I went to Glastonbury and I returned, so I feel like I am safe enough now to regale you with how this happened. As a 'music journalist' I like to attend and review festivals, it's a good way to see a lot of interesting bands and discover smaller new acts, and after attending Square, Green Man and the End of the Road last year I was keen to try some new festival fare in 2009. More specifically, once I found out Blur were playing, Glastonbury.
I remember being a young lad, sat in my Grandma's house, at the dinner table no less, listening to the radio on the walkman whilst everyone else ate, eagerly waiting for the result of the much publicised battle of Oasis's Roll With It and Blur's Country House. I remember shouting "Yes!" when the Gallaghers fell in at number two, leaving Albarn and co to take the crown. Yet despite being a Blur fan at their prime (and beyond) I never got to see them live, being somewhat of a late bloomer in the world of gig going.
Anyway, I received an e-mail in early May from the Glastonbury press office saying that my Press Accredation had been approved. I was very excited and clicked on the e-mail to read the details only to discover that a press ticket came with an invoice for £200! Being a post-graduate with a degree in Creative Writing and barely any paid employment to speak of this was far beyond my means, so I let the e-mail be.

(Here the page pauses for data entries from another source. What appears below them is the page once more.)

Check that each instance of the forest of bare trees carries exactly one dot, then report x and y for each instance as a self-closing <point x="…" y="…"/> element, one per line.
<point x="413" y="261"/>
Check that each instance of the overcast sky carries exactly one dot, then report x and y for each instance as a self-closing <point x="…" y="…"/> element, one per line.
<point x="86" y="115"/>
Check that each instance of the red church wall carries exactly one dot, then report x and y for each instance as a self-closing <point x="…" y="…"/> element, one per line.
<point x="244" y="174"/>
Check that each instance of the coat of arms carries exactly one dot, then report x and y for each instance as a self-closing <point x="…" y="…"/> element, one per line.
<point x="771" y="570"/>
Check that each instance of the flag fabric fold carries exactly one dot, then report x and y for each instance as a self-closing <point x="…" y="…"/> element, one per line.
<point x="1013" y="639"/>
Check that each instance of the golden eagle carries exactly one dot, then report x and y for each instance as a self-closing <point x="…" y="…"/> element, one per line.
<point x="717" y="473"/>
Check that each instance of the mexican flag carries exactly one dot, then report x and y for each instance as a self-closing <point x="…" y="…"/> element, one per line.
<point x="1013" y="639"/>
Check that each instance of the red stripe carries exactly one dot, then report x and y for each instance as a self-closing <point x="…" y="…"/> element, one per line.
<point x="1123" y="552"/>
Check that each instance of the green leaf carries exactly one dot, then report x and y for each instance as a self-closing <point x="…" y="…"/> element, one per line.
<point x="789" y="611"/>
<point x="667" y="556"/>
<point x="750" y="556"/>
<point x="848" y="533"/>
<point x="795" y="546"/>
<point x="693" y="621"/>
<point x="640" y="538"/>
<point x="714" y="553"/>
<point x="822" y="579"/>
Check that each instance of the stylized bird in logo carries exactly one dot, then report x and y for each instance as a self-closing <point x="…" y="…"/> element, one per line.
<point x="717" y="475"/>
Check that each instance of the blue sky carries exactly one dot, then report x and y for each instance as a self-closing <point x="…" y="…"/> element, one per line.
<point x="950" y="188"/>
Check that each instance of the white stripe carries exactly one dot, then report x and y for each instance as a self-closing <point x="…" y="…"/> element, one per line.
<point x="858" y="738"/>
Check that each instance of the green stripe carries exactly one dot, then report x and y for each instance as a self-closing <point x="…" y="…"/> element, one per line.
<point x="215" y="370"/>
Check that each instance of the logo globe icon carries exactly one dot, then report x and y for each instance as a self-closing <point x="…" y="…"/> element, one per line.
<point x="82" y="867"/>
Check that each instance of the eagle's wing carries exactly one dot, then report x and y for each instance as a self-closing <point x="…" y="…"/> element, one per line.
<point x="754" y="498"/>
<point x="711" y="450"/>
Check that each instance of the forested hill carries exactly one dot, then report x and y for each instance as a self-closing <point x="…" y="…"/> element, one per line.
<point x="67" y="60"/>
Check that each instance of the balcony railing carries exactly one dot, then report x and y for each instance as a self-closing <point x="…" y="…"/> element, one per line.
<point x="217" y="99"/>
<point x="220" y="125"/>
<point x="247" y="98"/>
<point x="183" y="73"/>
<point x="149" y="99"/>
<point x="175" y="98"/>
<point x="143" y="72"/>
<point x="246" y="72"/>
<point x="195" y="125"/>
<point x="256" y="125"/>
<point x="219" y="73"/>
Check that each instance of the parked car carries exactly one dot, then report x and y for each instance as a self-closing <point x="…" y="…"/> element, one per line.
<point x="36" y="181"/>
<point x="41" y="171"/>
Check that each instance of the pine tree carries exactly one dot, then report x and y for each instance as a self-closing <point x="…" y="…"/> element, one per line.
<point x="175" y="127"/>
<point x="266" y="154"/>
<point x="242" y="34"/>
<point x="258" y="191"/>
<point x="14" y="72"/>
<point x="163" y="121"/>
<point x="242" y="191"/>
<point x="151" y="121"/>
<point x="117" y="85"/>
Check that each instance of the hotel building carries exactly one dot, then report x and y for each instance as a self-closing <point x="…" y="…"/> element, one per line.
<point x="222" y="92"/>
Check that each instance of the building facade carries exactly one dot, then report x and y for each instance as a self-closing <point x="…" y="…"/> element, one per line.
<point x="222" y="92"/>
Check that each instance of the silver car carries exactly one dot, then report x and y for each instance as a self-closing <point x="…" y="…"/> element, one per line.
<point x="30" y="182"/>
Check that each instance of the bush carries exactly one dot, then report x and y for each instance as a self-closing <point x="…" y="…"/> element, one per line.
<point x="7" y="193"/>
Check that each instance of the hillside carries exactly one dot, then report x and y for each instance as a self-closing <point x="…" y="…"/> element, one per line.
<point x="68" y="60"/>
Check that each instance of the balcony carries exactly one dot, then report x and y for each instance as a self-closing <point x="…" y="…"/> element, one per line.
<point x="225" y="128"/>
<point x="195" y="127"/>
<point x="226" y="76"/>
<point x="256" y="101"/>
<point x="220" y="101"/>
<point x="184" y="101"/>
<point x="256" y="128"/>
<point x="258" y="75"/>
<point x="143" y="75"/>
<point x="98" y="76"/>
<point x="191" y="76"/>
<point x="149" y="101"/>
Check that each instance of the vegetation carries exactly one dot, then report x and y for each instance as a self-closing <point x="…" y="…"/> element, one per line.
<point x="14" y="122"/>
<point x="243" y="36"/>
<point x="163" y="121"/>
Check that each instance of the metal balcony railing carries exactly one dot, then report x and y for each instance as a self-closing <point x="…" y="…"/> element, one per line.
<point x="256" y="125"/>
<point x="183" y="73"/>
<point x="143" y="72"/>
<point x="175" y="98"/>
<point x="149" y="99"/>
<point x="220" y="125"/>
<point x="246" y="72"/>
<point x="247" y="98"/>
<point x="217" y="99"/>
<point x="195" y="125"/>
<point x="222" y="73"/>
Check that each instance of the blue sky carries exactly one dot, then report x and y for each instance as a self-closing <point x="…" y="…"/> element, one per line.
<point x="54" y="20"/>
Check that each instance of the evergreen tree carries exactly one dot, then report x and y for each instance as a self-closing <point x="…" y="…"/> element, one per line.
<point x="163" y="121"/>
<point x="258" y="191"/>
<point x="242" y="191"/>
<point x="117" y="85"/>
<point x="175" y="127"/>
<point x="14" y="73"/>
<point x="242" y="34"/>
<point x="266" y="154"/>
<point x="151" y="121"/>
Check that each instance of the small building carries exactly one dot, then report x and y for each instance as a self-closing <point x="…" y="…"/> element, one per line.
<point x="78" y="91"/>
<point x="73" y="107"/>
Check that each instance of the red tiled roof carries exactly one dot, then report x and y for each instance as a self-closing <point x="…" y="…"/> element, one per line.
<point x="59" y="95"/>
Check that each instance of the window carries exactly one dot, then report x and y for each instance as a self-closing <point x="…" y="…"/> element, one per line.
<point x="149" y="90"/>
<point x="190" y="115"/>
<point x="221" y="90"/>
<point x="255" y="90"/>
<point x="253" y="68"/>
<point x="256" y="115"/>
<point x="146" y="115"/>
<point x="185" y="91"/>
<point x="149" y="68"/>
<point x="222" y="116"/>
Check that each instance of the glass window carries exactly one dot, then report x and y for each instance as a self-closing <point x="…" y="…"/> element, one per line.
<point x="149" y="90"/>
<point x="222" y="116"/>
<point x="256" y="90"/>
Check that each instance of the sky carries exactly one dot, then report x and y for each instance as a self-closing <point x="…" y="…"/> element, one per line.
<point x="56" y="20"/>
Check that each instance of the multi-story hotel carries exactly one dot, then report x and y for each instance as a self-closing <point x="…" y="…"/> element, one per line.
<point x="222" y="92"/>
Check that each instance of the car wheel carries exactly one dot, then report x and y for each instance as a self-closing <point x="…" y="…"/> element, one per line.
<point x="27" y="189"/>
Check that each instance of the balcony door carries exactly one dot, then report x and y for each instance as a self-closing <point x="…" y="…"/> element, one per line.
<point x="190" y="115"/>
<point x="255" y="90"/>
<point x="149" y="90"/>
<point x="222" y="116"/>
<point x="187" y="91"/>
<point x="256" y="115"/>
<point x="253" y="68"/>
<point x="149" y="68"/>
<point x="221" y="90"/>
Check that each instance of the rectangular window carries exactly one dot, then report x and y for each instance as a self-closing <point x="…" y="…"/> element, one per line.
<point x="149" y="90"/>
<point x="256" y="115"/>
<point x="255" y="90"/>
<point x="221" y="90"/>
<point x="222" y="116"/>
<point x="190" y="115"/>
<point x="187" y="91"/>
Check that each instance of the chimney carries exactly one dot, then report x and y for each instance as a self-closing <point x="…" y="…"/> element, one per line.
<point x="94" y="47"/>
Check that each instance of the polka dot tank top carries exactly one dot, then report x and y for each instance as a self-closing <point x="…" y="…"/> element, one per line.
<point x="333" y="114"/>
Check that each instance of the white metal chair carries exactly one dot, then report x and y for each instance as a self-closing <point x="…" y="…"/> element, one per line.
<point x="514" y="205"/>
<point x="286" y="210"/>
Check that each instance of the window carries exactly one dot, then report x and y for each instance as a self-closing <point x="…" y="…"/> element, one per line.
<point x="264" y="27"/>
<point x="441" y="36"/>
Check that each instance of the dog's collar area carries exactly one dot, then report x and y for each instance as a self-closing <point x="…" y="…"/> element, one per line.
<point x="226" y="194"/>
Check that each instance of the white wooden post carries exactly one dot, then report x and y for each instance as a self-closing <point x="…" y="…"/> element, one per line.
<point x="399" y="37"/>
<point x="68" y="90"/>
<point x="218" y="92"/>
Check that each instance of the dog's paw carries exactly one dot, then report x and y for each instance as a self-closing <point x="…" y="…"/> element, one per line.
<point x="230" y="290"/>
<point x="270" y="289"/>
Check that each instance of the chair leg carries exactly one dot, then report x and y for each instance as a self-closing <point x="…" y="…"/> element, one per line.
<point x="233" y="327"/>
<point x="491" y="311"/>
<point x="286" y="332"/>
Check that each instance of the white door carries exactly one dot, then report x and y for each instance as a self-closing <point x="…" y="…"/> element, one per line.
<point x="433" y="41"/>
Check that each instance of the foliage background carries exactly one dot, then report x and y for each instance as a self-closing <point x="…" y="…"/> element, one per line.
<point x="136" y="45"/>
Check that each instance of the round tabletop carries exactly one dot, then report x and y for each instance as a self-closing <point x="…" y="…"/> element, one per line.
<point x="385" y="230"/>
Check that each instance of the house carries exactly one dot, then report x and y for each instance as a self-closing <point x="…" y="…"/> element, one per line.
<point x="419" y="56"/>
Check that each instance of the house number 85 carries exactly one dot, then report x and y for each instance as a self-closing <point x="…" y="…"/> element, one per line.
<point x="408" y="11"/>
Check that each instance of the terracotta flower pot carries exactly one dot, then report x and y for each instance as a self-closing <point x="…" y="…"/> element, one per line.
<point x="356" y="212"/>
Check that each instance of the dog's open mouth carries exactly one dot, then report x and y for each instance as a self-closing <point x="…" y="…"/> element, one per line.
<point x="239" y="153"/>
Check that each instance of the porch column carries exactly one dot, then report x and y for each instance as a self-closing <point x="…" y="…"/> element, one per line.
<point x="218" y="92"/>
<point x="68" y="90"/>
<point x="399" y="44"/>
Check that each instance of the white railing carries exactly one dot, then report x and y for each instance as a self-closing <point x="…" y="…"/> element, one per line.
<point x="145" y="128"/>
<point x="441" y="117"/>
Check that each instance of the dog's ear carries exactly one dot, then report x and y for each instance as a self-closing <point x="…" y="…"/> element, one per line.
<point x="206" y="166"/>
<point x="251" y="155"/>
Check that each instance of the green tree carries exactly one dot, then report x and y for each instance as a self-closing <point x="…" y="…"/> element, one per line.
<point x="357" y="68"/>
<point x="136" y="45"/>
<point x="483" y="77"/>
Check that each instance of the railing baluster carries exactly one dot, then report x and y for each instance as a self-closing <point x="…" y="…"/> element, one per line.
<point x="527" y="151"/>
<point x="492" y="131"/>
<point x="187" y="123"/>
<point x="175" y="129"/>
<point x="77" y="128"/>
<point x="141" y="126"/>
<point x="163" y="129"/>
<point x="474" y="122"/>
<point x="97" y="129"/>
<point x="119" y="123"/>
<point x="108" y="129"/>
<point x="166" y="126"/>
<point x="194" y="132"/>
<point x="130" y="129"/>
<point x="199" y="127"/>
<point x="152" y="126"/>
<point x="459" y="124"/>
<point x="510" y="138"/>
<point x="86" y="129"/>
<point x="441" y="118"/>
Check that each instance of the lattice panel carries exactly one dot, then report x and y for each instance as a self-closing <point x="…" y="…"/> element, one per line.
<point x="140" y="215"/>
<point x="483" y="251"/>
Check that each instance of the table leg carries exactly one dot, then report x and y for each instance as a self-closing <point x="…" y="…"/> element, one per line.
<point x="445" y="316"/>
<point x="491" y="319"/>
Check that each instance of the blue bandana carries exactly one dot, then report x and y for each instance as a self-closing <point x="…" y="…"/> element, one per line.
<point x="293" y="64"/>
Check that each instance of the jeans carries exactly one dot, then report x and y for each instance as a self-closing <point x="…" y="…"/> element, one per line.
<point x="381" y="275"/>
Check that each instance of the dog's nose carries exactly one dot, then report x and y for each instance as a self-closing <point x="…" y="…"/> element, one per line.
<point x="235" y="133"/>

In early June I received a phone call from the Glastonbury press office asking me why I hadn't yet paid the £200 for the press ticket, and I told them that I couldn't afford it and that was that. Then in mid-June I received another phone call from the Glastonbury press office asking me why I still hadn't paid the £200 press for the press ticket, and I reiterated that I coulnd't afford it and that was that.
On Wednesday the 17th of June I was tidying my room. I have a pile of CDs that turns into a stack of A5 envelopes and jiffy bags on my floor, this is my backlog of material to review for this very website and as I shifted this wodge from one patch of floor space to another an envelope escaped the tower and skimmed across the room. I reached for it, to return it to the near bottom of the pile, but as I held it I couldn't help but feel that this envelope didn't contain a CD. I was, to say the least, baffled. Why would an unsigned band send me a demo without a CD? Being curious I opened the letter and contained inside was a Glastonbury press ticket! I couldn't help but laugh maniacally for a few minutes before rushing to Google to check that it was indeed a Glastonbury ticket and not some elaborate hoax, but, to the best of my understanding it was indeed a ticket. I checked the post date on the enevelope and it had been sent out a day after my second phone conversation with the press office. As amazing as all this was it suddenly meant I was plunged into a world of last minute organisation, seeing as Glastonbury was five days away and two of those days were to be spent in Canterbury and one of those days was to spent acting in a short film. By even more good fortune I found a lift with some very generous friends of a friend and on Wednesday morning drove to the South West and pitched my tent.